Now this sort of prayer may be a bit different than the kind of prayer we often practice today. It was not so much giving a monologue to God, or coming up with something meaningful to say. It wasn’t so much asking for specific prayer concerns, or praying for missionaries. It was getting together, and reading the psalms; as the practice was adapted by Christians, it started including the Lord’s Prayer. In short, it was more or less a time for the people to pause from their day, read a Scripture, ponder it and offer themselves to God before returning to the busy-ness of their day.
I think the time has come for Christians to practice this sort of prayer again. After all, if we truly want to see God’s name honored, then speaking honor to God is a natural way to start doing it. Consider all the noise that we hear each day; so little of it honors God. If we are serious about giving special honor to God, part of it will have to do with intentionally setting aside time in our lives to shut out other noises and to lift our voices and our hearts in honor to God. You may tell me that in your life, it would be impossible for you to practice this kind of prayer: it would be impossible to take even five minutes out of your work schedule to go and pray, to re-center and re-orient yourself and your life around God. That may well be true, and I can’t be the judge of your life, what you can and can’t do. Yet I would encourage you to find creative ways to sneak in a moment just to read a psalm and to be silent before God and pray. I think it shows God that we choose his easy burden rather than our heavy burden; I think it shows God great honor, and I think it hallows his name when we choose to take time with him.
The second way I see God’s name being hallowed was in the brave response of Peter and John. A lame man was carried to the entrance of the Temple, where he would ask people for money. It’s always a good time to hit people up for money, when they’re on their way to pray. On their way into pray, they might figure it never hurts to give a little bit to the poor. And you never know, on the way out they might just feel good enough that they’d give a little bit more to him. It was a good place for him to sit and it enabled him to make enough to live on.
This was a scene played out again and again around the Jewish world, and I’m sure in other religious peoples in the Roman Empire. Judaism required giving alms to the poor, and the poor needed alms to get by. It was a good system, because the religious folk got to do their giving and the poor folk got to do their receiving.
Now I don’t mean to be disrespectful to this person, because they were only doing what came naturally.

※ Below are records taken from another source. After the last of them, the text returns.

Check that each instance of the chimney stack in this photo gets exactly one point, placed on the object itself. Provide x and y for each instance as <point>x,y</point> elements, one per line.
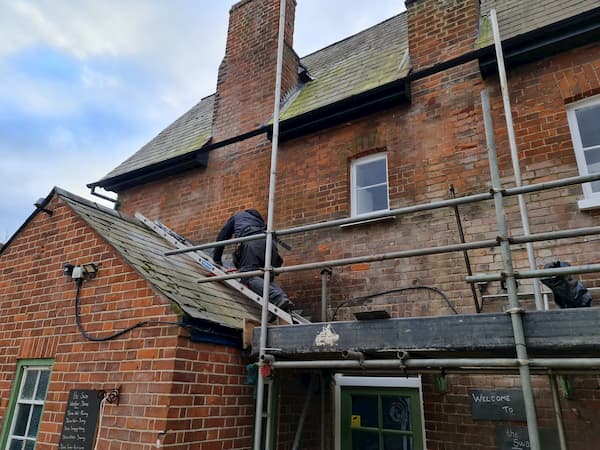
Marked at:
<point>246,82</point>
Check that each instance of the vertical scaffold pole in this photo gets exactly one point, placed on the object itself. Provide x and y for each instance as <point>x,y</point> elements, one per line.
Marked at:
<point>269,241</point>
<point>514,153</point>
<point>515,310</point>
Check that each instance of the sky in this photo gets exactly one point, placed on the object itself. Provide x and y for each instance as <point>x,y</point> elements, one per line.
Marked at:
<point>85,83</point>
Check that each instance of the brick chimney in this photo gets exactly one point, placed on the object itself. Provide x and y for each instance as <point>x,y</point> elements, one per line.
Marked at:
<point>440,30</point>
<point>246,82</point>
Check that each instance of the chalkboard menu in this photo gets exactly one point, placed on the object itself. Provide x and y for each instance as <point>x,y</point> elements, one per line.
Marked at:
<point>516,438</point>
<point>505,404</point>
<point>81,419</point>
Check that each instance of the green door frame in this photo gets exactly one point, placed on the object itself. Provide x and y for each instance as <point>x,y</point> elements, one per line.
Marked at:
<point>20,370</point>
<point>346,386</point>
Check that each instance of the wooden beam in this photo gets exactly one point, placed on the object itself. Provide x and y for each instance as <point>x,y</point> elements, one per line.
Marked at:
<point>572,332</point>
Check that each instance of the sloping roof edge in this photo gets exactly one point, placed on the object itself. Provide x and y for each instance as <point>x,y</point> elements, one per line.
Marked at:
<point>26,222</point>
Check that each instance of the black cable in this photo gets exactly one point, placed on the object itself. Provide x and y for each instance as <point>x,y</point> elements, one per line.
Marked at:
<point>119,333</point>
<point>410,288</point>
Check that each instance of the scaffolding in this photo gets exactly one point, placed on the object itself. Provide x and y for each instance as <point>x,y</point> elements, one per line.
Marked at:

But you know what I’ve always wondered? I’ve wondered, “What if a poor person wanted to be religious?” The system set up at the time more or less assumed the religious folks were the well-off ones, while the poor might get money from religious folks, but they were never really assumed to be equals with the religious folk. They were merely objects of charity; if you want to be really cynical about it, they were pawns of the religious folks. The rich would throw a few coins at the poor; it relieved their guilt, and they thought it might give them a special in with God. But you know there comes a time in every person’s life where they don’t want to be a pawn in a rich man’s game; where they don’t want to be mere objects of charity, but they want to be treated as equals, on a level playing field.

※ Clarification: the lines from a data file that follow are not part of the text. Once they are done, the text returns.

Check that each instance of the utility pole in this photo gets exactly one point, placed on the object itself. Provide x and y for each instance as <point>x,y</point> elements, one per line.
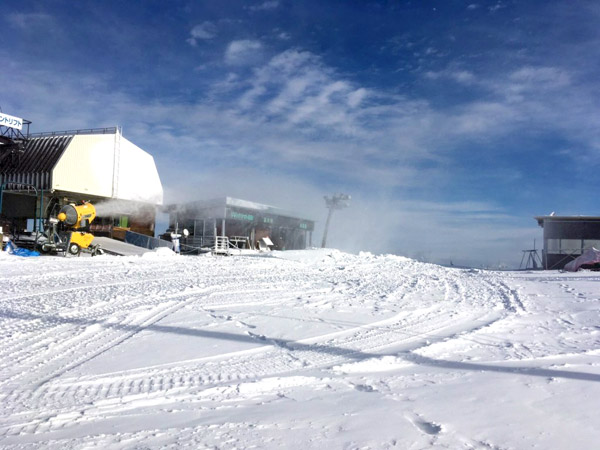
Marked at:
<point>336,201</point>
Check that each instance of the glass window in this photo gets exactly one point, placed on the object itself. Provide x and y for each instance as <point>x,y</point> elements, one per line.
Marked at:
<point>570,246</point>
<point>589,243</point>
<point>553,246</point>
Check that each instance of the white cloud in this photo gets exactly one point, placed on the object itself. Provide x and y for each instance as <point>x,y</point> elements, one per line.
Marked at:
<point>264,6</point>
<point>31,21</point>
<point>204,31</point>
<point>243,52</point>
<point>460,76</point>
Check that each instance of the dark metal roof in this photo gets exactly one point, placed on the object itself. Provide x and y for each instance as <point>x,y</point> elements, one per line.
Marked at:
<point>35,165</point>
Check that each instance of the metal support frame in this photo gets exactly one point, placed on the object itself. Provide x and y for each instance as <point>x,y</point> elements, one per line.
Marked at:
<point>36,225</point>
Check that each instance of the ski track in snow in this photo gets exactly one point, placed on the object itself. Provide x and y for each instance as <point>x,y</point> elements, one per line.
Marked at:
<point>55,322</point>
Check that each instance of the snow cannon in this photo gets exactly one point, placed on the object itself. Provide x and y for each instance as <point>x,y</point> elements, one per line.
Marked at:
<point>72,236</point>
<point>77,216</point>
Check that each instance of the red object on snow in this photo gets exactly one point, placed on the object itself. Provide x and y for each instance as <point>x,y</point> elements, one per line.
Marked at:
<point>590,257</point>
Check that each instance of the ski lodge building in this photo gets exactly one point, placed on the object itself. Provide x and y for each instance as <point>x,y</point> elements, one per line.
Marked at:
<point>243,223</point>
<point>42,171</point>
<point>567,237</point>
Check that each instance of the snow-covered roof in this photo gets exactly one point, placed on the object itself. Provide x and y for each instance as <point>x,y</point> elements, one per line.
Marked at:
<point>542,219</point>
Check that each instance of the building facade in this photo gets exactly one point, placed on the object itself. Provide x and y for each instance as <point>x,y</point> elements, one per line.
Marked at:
<point>243,222</point>
<point>567,237</point>
<point>97,165</point>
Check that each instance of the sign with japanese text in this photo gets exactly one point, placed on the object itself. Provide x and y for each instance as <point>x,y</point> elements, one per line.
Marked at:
<point>10,121</point>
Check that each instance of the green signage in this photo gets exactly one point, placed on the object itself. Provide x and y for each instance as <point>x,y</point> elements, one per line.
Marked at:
<point>241,216</point>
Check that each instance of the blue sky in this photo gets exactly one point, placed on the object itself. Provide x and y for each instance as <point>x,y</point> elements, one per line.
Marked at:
<point>451,123</point>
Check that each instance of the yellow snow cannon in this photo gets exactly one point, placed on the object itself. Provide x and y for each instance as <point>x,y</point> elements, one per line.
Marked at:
<point>75,218</point>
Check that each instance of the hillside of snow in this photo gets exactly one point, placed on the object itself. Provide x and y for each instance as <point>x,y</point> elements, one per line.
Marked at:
<point>306,350</point>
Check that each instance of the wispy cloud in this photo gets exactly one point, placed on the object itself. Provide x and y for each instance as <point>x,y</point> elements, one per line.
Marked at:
<point>243,52</point>
<point>204,31</point>
<point>265,6</point>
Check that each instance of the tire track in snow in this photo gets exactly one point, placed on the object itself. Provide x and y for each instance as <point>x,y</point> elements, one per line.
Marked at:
<point>280,357</point>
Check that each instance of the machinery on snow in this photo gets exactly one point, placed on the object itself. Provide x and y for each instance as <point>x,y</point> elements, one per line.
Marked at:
<point>67,231</point>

This man sits at the Temple, begging for money, hoping that the guilt of the religious folks will put bread on his table that night. Peter and John look at him and I’m sure they were tempted to drop a few coins into his bucket; after all, it did make them feel better to be helping out. But instead they do something courageous and brave. They said, “You know what? No. We’re not giving you this money. We know you think you want it, and part of us wants to give it to you too. But there’s a man named Jesus, and he didn’t come so you so that we could continue this cycle that keeps you in poverty and keeps us one step ahead of guilt. He came so you could have healing. In his name, stand up and walk!”

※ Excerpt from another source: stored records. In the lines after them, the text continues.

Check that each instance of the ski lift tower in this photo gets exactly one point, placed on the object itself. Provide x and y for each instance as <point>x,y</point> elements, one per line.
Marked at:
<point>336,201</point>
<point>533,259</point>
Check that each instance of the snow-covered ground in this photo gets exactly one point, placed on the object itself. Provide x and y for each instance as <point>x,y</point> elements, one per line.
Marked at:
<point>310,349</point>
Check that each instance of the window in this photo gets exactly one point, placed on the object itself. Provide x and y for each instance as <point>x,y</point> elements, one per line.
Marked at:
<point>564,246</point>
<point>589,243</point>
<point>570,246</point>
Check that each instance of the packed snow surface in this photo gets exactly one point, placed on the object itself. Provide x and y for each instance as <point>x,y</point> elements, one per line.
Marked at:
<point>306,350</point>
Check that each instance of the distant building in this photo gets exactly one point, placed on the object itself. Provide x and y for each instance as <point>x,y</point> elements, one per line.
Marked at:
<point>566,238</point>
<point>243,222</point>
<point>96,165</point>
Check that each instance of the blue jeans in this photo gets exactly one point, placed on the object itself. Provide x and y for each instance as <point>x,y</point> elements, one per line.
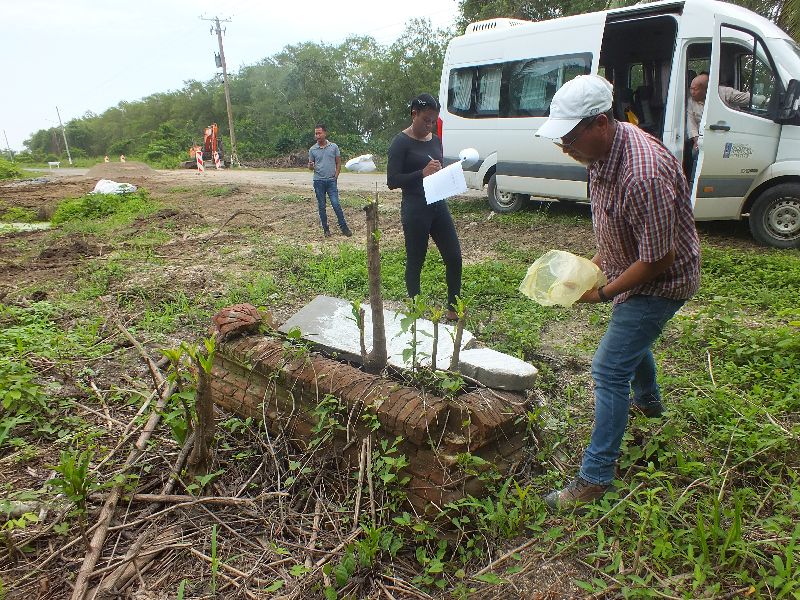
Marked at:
<point>321,187</point>
<point>624,362</point>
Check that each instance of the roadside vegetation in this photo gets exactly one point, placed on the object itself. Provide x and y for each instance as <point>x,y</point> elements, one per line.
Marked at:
<point>707,504</point>
<point>359,87</point>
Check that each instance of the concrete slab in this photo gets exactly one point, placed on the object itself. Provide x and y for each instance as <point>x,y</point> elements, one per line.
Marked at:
<point>497,370</point>
<point>329,323</point>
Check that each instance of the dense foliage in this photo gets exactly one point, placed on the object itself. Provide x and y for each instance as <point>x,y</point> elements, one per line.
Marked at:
<point>358,88</point>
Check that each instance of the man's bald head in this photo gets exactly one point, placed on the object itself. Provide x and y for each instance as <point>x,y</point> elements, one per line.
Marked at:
<point>698,87</point>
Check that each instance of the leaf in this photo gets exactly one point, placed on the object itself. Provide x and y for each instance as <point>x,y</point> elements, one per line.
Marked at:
<point>491,578</point>
<point>298,570</point>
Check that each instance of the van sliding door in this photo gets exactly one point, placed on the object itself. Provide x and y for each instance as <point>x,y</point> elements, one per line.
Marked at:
<point>739,138</point>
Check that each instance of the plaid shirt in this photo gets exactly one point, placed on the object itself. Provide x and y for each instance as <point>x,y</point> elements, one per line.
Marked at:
<point>642,209</point>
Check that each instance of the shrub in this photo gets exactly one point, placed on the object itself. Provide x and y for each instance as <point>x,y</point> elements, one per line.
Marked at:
<point>18,214</point>
<point>92,207</point>
<point>9,170</point>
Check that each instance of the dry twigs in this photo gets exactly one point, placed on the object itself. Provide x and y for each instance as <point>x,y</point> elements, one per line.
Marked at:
<point>107,512</point>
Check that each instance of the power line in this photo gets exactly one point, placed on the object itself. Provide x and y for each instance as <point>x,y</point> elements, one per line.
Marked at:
<point>218,30</point>
<point>64,133</point>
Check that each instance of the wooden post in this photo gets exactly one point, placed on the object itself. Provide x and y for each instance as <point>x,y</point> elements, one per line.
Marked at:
<point>376,360</point>
<point>199,462</point>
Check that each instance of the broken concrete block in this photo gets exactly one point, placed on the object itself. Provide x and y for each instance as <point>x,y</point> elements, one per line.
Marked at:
<point>497,370</point>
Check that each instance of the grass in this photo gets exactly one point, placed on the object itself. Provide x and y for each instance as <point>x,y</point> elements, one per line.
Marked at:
<point>102,213</point>
<point>708,498</point>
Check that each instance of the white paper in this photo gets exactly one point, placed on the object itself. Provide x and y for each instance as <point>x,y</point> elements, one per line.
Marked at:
<point>444,184</point>
<point>468,157</point>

I believe that the second part of us giving special honor to God’s name is in healing people in Jesus’ name. Some of you are getting very nervous. You have seen faith healers on TV, charlatans who stand up and swat someone on the head in the name of Jeeeeeee-zus and then they fall over and claim to be healed. And so you think to yourself, “I’m wary. I don’t think God still heals the sick and the poor today.”
Let me start by saying that you may be right. I don’t know. But let me ask this: how do you know? We see the tremendous spiritual power that the disciples had, power that they could speak to illness and lameness and defeat those ailments with words. Just because we do not see that, here, in America, today, how do you know that it doesn’t happen? Perhaps the reason we do not see spiritually powerful actions like this is the fact that we are a spiritually weak people. After all, I could build a pretty convincing case that none of us here has a spiritual life like the spiritual life of Peter and John. Few if any of us pray like Peter and John did; the fact that they gathered in the Temple five times a day to pray and re-orient themselves, to remind themselves that they were God’s children—this practice was key to their spiritual lives. This practice helped them to grow spiritually and have great spiritual strength! Why would we be surprised that they could do things we can’t?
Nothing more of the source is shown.